The driving input has a very important role for setting the population WP and then the potential cortex excitability. In particular, in agreement with the cortical activation model (Pfurtscheller, 2006), the baseline WP determines the modulation of the cortex, and so the induction of an ERD or an ERS.

Modulating Input

To simulate the occurrence of the task, consisting in the persistent imagery of the right hand movement, we added a modulating input to the pyramidal population of the contralateral cortex (i.e., to the left SMA).

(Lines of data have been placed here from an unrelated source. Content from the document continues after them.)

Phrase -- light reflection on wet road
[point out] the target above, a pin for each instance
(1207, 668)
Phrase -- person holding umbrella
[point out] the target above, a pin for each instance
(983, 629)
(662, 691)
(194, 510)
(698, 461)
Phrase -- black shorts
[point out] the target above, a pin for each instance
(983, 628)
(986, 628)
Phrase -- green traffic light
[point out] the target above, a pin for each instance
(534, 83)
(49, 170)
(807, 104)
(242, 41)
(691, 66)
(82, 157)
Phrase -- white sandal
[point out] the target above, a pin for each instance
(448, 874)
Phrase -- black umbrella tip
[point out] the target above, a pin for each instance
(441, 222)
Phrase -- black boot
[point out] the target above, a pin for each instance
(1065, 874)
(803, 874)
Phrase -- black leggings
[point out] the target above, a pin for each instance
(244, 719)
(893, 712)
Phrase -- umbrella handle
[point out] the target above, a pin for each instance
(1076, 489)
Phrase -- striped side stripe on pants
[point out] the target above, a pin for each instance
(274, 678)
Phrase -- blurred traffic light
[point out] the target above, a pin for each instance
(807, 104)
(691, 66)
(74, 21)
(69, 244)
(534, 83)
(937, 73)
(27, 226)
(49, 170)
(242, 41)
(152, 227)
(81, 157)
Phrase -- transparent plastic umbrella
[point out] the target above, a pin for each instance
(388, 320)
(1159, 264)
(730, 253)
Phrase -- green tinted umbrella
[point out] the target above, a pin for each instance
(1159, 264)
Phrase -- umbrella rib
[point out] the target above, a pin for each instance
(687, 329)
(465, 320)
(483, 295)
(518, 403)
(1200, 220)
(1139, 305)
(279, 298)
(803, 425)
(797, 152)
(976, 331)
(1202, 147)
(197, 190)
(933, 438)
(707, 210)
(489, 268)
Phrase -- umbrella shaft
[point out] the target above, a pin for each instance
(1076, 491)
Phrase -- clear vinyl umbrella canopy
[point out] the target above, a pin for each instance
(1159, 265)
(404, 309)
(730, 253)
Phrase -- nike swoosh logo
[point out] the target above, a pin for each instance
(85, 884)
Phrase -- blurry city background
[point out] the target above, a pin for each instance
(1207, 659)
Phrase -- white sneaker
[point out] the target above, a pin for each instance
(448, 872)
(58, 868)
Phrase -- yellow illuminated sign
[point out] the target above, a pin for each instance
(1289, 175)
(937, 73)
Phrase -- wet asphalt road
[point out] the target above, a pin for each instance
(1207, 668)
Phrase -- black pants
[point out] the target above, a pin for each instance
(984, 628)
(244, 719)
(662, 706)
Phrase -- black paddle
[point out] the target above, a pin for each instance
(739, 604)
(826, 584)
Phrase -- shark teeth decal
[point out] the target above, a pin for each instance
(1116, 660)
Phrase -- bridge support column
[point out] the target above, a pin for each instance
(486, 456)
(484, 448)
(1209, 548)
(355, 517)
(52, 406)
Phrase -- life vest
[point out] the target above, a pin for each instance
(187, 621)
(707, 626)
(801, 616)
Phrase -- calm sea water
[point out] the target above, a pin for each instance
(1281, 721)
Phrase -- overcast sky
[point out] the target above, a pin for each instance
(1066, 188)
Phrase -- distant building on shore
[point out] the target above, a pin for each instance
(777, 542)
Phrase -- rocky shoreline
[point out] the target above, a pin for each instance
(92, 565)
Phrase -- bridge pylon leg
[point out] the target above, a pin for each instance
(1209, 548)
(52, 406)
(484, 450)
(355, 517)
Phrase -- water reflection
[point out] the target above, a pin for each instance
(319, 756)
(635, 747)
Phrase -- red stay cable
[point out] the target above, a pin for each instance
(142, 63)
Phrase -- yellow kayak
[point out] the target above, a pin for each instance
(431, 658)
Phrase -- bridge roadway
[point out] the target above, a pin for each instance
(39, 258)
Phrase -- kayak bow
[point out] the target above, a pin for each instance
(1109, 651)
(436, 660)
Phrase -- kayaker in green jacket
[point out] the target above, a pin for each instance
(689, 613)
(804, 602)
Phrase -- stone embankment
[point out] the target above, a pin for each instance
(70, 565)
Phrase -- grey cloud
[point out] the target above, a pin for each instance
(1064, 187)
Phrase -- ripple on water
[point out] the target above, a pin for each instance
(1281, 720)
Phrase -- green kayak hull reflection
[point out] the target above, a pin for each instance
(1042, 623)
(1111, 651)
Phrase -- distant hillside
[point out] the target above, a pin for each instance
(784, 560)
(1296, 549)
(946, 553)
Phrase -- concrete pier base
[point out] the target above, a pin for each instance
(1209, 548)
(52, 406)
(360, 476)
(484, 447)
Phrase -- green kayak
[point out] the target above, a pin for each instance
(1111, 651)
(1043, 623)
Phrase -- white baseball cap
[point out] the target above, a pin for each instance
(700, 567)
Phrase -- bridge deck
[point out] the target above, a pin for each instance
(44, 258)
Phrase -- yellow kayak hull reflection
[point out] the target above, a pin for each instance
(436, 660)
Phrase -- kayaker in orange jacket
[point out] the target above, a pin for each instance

We simulated a typical motor imagery trial lasting 16 s: 4 s of baseline, 8 s of motor imagery and 4 s of rest (Suffczynski et al., 2001). The modulating input is modeled as a smoothed trapezoidal function, with the rise and fall times as long as 2 s and a maximum amplitude plateau as high as 100 pps lasting 4 s (Figure 4).

FIGURE 4

Figure 4. Modulating input introduced to the Left SMA. It includes 4 s of baseline, 8 s of motor imagery and 4 s of rest.

Model Output

Outputs of the model are the average membrane potentials of the pyramidal populations, which simulate the local field potential recorded by superficial EEG over the left and the right SMA (in Figure 3 v_{out_L} and v_{out_R}, respectively). Moreover, during the simulations we also analyzed the average spike density z_p of the pyramidal neurons. This variable is related with the neuronal firing rate, then it contains a direct information on the interaction between the two cortexes. In particular, z_p can vary between 0 and 2 × e₀. In the following, we will call WP the value of z_p around which the cortex works. The simulated sample frequency is 100 Hz.

After introducing the modulating input and once fixed the WP, we computed the ERD/ERS as follows:

\begin{array}{l} E R D / E R S (%) = \frac{P (t) - P_{B}}{P_{B}} \cdot 100 & (2.21) \end{array}

where P(t) is the power extracted of v_p(t) at each time-point over the 16 s, and P_B the mean power in baseline (during the first 4 s).